Building to District

I’m thinking like an assistant superintendent instead of a high school principal. I realize I’ve turned a corner because I’m no longer feeling anxious or guilty when I’m at a meeting or in another building. I always worried when I wasn’t here as the high school principal because I felt the weight of responsibility for the safety and well being of every child and staff member in the building. When I was out, there were a thousand things waiting for me when I returned. Now, with Principal Bob Anderson on the front line of that responsibility, along with Dean of Students Dan Cassidy, I’m really letting it go.

It’s Homecoming this week and as principal I would have been checking out every decoration and thinking about the detail of the spirit days and the pep rally and the game. I would have been problem solving high school issues, meeting with kids over both minor and major dramas, and managing the building. Instead I’m thinking about the materials for the reading pilots and engaging the right people at all three levels in our district in the forums set up for Math, ELA, Science, and Social Studies. I’m meeting with colleagues who can teach me more about reading and curriculum design and grant writing. I’m organizing and facilitating meetings focused on our instructional program and our staff development. Homecoming and the surrounding festivities make for a nice week, but not all that important on my agenda now.

And suddenly I walk through the middle school and the elementary school and I feel welcome. I almost feel at home. It’s not like before, when I’m in someone else’s building. I serve a purpose here too. And it’s incredible. The teachers are inviting me in–can you imagine?! They email and say, “stop by any time.” I’m focusing on the ways we teach reading, but I’m learning about different grade levels and behavior cues and how passionate little kids are about school.

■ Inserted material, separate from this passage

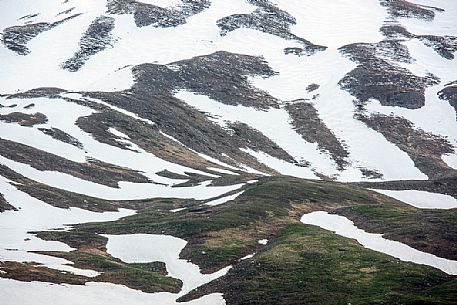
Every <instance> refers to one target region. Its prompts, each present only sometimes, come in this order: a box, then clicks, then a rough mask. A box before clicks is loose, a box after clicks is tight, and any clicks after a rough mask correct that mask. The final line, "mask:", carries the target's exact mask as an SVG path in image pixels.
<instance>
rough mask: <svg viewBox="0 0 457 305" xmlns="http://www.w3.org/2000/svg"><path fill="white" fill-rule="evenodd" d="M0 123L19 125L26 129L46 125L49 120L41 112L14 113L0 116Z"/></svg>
mask: <svg viewBox="0 0 457 305" xmlns="http://www.w3.org/2000/svg"><path fill="white" fill-rule="evenodd" d="M0 121H3V122H6V123H17V124H19V125H21V126H25V127H32V126H35V125H40V124H45V123H46V122H47V121H48V118H47V117H46V115H44V114H43V113H41V112H37V113H34V114H26V113H22V112H12V113H9V114H5V115H0Z"/></svg>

I’m learning how to be responsible for a district instead of a school. This may be the most valuable year of my career and just last week I wanted to trade it back for the high school principal’s position that I loved so much. Working through the transition, through change, can definitely land us in a better place. I’m glad I took the risk and stepped forward. I’m glad others gave me this opportunity.

  1. I, too, am in the midst of a transition from building to central office, from high school to primarily elementary school responsibilities. Like you, I’m beginning to feel “at home.” Today there was a major issue to be solved at one of our elementary schools, and I was able to jump in and help with the solution. It felt good even amongst all the challenges.

    As to reading strategies, check out Stephanie Harvey’s work. Her consultant, Jill DeGoede, is excellent. Also, Douglas Reeves has some interesting research on the effects of increasing reading instruction time in the elementary grades to 180 minutes per day.

    I’m glad you’re enjoying your new position. Keep on writing!

  2. I recently had the opportunity to take on a Regional Human Resource Director position for a national retailer. The more I learned about the position, the less interesting it became for me. It was exactly what I was doing now on a much larger scale. When I withdrew my name from consideration, it was because it was missing what you articulated so well above – the chance to set direction, take what I already know and expand on that to make a difference. I tried to say that but it came out as 6x the number of employees in 51 stores over a 5 state area, minimum of bi-weekly travel and no increase in pay. All valid reasons for withdrawing but not really at the heart of what I am seeking. This wasn’t the right move for me. Taking this Assistant Superintendent position was the right move for you and I am so glad you did it, worked through the transition and are digging in. If you want any first grade perspectives from a parent point – I have plenty!